I'm not worried about the individual car purchasing (my sister is a mechanic and my dad has been tinkering with cars for almost 40 years) so much as which model I should be looking into. MR2 vs. Ford Probe vs. Nissan 300ZX vs. Nissan 240SX vs. Toyota Celica. Some of those have "availability issues" as it were  but I love input. Thanks.


----------



## la1 (Jul 2, 2007)

Wow your sister is a mechanic, is she married ?


----------



## Kib_Kibble (Jul 5, 2007)

that she is lol. And she has a baby that turns 1 in about a month... (so if I'm reading you right, BACK OFF! LOL )


----------



## la1 (Jul 2, 2007)

has she gotten baby's first socket set yet ? have a mobile above the crib with spark plugs:laugh:

Where I live it is very difficult to get used cars, there is a wide range of economics and it seems cars filter down from the top as first new, each economic level gets a used car gets rid of theirs and then that goes to the next level down. And now with new and possibly used you have to watch out for cars that were flooded out in Katrina in the Gulf states. I have heard these cars are now all over the US...


----------



## Kib_Kibble (Jul 5, 2007)

Baby's first socket set lol! I absolutely need to suggest that next time I see her... I don't think Katrina flooded vehicles will be a problem (for me) being in Canada and all, I realize that cars can make their way across the border, but that would usually be with people who find the car they want and buy it in the states intending to bring it back to Canada with them. I would think these people would be very particular when it comes to the shape that the car they are buying is in. Still a valid warning for other (American) people on this forum though.


----------



## White Goodman (Jul 15, 2007)

I wouldn't recommend a Zx2 escort or any ford personally. A buddy had one and it was a complete POS. Get a nice, clean manual shift japanese car if you don't mind imports. Spend extra funds on the motor and suspension, 90% of fiberglass body kits are junk.


----------



## rockshox203 (Jun 11, 2007)

what's so bad about fords? All my 92 taurus ever needed was a starter and thermostat. It runs like brand new with 180,000 miles on it. And my 04 f150 takes abuse and works great. But yeah i would say just buy something like a ford probe as a tuner car, something cheap that you can supe up.


----------



## White Goodman (Jul 15, 2007)

IMO their average products looks ugly and feel cheaply made/ deigned. Few of them catch on fire and destroy things surrounding them. Personally I wouldn't recomend them, but thats just my opinion.


----------



## ebackhus (Apr 21, 2005)

I drive a 1995 Taurus SHO that has only needed the obvious things for a car it's age. About two years ago it received a new clutch. In ten years it has it's second set of tires. Now I just need to rip off the upper manifold and replace the sparkers. Other than that it performs like a true champ.
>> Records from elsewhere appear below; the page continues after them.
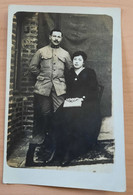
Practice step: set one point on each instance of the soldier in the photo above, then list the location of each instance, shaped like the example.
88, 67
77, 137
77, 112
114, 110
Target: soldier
48, 65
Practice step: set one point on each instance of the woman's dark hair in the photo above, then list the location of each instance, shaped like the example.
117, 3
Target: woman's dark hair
55, 29
80, 53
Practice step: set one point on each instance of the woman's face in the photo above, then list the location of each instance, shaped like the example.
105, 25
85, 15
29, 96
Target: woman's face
78, 62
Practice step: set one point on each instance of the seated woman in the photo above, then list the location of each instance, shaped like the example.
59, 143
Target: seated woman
77, 123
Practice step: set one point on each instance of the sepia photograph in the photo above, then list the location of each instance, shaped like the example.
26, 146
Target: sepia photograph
60, 104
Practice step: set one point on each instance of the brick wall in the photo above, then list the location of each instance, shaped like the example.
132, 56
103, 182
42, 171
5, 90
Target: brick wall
24, 45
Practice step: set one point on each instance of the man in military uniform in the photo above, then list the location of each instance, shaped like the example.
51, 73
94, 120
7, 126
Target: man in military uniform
48, 65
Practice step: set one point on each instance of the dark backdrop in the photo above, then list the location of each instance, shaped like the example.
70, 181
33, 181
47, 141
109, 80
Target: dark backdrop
90, 33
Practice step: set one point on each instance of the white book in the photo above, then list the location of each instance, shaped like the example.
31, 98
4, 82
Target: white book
97, 31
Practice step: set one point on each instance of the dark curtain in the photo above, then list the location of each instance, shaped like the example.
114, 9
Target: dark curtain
90, 33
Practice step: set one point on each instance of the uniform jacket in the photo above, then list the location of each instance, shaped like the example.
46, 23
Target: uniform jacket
49, 64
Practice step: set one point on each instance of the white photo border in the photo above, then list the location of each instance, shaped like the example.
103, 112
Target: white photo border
112, 181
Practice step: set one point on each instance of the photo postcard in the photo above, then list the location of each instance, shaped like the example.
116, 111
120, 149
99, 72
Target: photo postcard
64, 122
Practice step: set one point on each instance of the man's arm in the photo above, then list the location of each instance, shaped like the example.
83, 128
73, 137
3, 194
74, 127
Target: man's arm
34, 66
68, 61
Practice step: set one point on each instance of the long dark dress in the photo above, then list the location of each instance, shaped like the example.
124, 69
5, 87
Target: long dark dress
76, 128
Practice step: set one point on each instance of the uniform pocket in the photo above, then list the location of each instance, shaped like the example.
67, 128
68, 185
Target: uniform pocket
40, 78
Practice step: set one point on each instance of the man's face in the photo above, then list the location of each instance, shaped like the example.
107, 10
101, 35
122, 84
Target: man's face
55, 38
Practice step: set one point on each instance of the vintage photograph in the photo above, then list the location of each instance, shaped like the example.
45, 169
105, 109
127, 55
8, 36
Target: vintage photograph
55, 58
60, 110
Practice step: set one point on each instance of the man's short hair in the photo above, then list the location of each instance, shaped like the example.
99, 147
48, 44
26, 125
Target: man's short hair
57, 30
80, 53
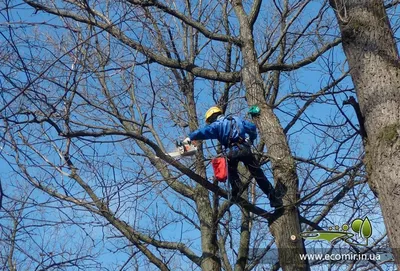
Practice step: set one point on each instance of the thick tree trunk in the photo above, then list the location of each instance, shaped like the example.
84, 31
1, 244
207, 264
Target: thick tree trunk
374, 66
286, 222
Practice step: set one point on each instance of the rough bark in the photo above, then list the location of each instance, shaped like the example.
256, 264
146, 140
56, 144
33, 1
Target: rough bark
374, 61
285, 222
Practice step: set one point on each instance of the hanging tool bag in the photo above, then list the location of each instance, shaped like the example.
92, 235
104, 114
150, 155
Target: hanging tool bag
220, 168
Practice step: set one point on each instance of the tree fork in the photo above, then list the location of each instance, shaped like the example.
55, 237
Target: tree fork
286, 222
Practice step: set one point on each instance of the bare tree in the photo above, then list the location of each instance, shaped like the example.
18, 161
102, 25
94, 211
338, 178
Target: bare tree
90, 120
373, 57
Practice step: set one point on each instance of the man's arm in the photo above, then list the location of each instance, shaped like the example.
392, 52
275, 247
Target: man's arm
207, 132
251, 129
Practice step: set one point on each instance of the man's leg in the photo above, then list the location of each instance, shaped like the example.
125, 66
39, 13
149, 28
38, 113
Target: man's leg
233, 178
255, 170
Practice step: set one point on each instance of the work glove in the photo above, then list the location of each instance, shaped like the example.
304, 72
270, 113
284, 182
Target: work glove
186, 141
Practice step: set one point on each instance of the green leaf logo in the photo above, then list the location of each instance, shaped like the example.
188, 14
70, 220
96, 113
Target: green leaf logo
356, 225
366, 228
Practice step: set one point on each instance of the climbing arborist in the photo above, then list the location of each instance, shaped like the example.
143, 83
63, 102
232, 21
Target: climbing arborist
231, 133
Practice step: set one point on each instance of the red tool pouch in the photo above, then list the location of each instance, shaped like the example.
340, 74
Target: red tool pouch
220, 169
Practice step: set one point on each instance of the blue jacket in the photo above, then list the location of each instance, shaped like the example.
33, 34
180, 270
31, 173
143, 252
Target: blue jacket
220, 129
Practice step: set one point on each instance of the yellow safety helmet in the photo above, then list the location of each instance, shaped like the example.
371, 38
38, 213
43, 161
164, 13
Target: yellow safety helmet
210, 112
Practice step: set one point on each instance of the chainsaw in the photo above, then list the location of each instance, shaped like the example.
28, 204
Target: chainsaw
183, 149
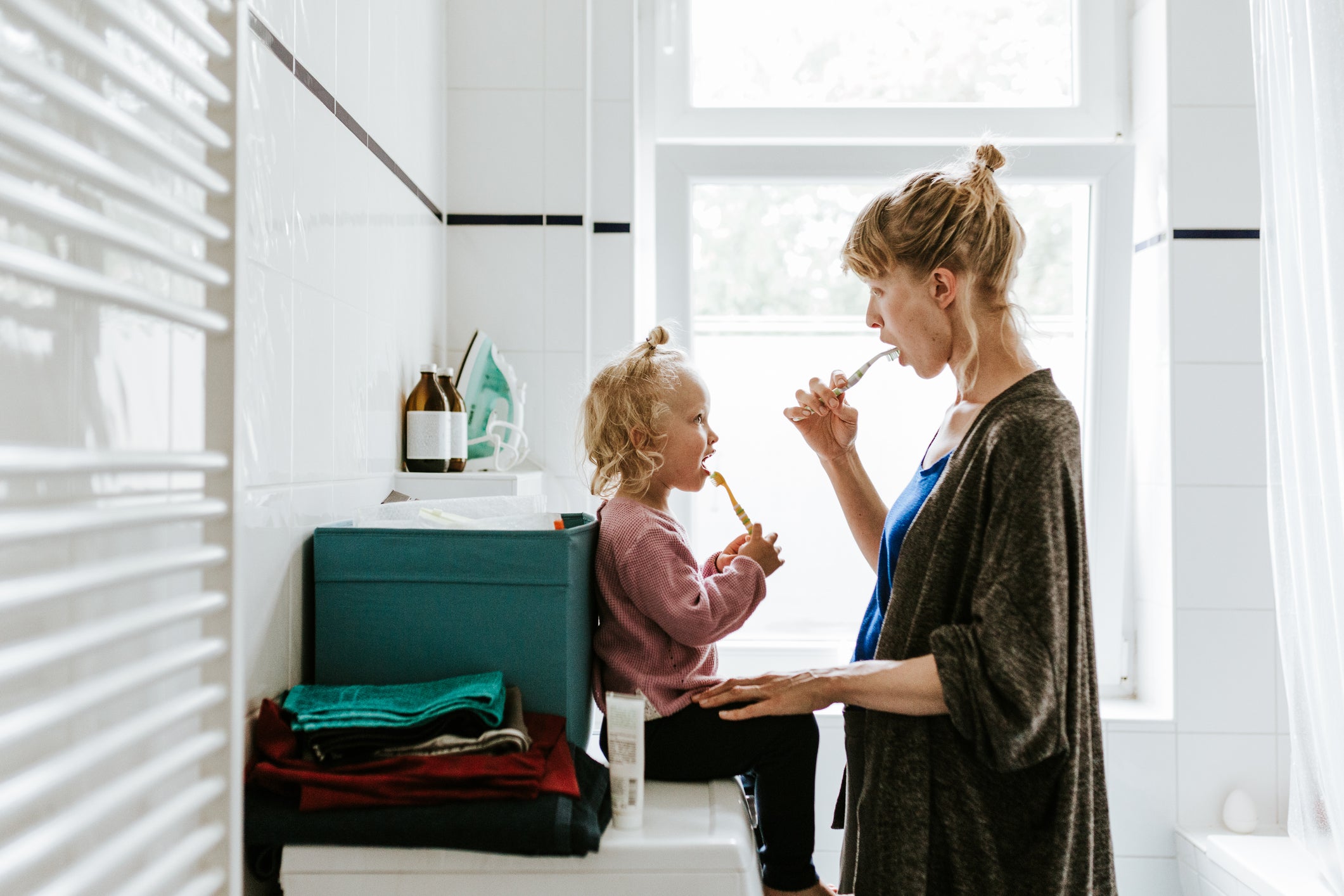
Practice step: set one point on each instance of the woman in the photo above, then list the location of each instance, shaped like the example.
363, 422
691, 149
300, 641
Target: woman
972, 730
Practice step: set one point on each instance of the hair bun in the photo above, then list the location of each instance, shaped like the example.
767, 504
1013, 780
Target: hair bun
658, 336
990, 156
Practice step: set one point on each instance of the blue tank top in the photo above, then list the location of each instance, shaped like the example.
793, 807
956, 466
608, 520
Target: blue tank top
893, 534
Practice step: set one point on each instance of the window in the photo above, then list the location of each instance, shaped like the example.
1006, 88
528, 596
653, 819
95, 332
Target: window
887, 69
764, 155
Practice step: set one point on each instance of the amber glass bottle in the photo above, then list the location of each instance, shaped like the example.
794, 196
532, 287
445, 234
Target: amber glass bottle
456, 422
426, 425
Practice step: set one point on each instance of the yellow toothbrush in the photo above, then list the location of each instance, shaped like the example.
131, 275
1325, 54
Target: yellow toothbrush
737, 508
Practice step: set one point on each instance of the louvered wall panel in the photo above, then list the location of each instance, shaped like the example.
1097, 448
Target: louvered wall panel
118, 757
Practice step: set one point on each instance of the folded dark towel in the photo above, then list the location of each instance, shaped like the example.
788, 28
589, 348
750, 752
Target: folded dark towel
317, 707
550, 825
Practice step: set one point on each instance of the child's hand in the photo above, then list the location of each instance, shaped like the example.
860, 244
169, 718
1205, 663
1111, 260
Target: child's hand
761, 548
731, 551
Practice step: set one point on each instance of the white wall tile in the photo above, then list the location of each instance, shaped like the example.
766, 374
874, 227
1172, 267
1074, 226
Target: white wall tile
314, 373
495, 284
350, 387
1148, 65
613, 296
386, 399
352, 75
495, 45
1212, 766
1141, 791
495, 152
1214, 167
352, 495
267, 184
566, 152
531, 371
1218, 425
1225, 670
279, 16
265, 332
613, 162
351, 260
315, 191
568, 495
1147, 876
264, 556
421, 74
1222, 548
613, 50
565, 388
566, 288
566, 45
1215, 300
315, 42
1212, 61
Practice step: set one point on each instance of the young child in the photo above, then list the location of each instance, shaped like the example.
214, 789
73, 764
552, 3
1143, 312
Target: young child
647, 432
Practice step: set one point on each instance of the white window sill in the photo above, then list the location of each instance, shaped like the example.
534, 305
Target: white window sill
1262, 864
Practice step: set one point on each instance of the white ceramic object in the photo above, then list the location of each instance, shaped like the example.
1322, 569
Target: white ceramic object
1239, 813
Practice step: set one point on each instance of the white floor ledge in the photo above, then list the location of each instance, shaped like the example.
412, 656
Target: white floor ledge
1265, 864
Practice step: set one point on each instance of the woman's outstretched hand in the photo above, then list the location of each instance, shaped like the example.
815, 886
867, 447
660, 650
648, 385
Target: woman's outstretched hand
771, 695
828, 423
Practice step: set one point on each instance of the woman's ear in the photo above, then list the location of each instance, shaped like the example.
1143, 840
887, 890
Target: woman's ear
944, 286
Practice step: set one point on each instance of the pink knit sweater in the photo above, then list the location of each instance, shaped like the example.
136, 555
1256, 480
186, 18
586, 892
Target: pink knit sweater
660, 613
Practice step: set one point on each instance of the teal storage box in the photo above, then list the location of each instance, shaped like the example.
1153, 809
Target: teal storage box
397, 606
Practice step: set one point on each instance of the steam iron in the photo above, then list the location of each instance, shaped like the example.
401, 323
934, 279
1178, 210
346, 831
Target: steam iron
494, 398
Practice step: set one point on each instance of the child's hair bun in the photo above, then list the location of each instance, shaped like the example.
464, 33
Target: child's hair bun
990, 156
658, 336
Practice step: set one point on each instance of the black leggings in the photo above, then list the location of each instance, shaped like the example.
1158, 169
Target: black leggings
695, 745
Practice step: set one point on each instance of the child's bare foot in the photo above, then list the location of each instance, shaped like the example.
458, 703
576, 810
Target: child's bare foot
816, 890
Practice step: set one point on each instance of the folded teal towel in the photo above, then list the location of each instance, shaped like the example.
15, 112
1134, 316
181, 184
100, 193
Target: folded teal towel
320, 707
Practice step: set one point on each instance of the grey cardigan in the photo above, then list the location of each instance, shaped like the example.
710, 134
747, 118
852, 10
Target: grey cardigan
1007, 793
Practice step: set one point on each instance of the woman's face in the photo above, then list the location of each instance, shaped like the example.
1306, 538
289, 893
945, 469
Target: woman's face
690, 441
914, 316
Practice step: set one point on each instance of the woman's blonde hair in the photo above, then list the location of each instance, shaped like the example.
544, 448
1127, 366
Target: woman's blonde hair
956, 219
627, 397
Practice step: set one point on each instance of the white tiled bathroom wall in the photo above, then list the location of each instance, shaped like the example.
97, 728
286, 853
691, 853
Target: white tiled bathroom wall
342, 296
1202, 541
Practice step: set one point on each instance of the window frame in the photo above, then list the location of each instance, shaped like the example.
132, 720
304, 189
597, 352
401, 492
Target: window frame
1109, 170
1098, 112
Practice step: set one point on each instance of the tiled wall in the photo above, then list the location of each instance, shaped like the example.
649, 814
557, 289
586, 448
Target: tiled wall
342, 296
542, 132
1201, 539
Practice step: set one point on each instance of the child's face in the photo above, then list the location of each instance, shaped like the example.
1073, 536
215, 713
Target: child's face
690, 441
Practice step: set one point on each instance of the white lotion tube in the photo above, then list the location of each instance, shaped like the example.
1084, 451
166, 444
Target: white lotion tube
625, 753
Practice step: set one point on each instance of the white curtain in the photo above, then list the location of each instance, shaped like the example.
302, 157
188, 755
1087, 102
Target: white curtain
1298, 50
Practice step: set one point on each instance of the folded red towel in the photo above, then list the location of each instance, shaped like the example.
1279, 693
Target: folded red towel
412, 781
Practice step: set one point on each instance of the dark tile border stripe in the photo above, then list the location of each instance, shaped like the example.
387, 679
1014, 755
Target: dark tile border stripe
491, 221
1219, 233
326, 97
1151, 241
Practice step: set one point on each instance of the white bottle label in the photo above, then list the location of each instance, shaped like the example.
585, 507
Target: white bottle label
458, 434
426, 435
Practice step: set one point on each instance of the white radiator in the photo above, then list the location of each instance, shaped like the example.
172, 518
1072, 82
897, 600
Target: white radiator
118, 710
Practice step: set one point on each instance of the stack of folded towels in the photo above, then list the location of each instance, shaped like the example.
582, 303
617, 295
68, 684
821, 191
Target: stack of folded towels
453, 764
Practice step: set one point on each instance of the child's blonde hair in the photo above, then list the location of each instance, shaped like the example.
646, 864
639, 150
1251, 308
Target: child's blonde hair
959, 221
627, 397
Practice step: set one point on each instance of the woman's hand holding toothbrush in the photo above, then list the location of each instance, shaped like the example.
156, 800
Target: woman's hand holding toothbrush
828, 423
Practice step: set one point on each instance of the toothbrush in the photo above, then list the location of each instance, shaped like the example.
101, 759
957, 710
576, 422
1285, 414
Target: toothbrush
892, 354
737, 508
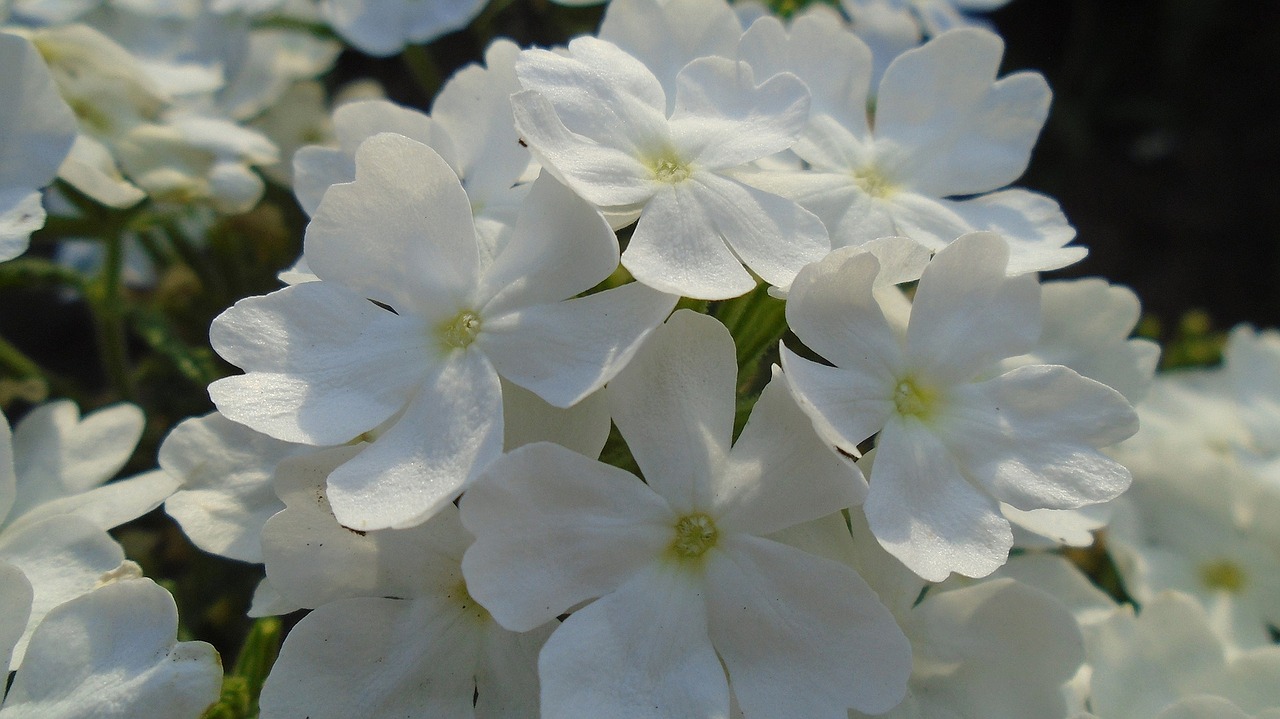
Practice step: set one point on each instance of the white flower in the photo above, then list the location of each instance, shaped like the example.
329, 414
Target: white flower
113, 654
1168, 655
470, 126
407, 333
225, 472
16, 595
685, 576
597, 118
36, 133
1162, 541
942, 127
192, 158
1086, 325
997, 649
394, 631
956, 436
667, 35
54, 514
It's also far more fuel efficient than a Mustang and much faster.


----------



## wrestlingnrj (Aug 10, 2007)

Kib_Kibble said:


> I'm not worried about the individual car purchasing (my sister is a mechanic and my dad has been tinkering with cars for almost 40 years) so much as which model I should be looking into. MR2 vs. Ford Probe vs. Nissan 300ZX vs. Nissan 240SX vs. Toyota Celica. Some of those have "availability issues" as it were  but I love input. Thanks.


MR2 - maybe, Ford Probe - no way, 300zx - not really, 240sx - good choice (brother is running 523hp to the wheels in his), celica - not so much.

I'd tell you to look into a Rx-7 or a Supra, but if you got one, that would limit my choices.

You said you didn't want anything above 5.0L, so I can't sell you my car (5.9L).


----------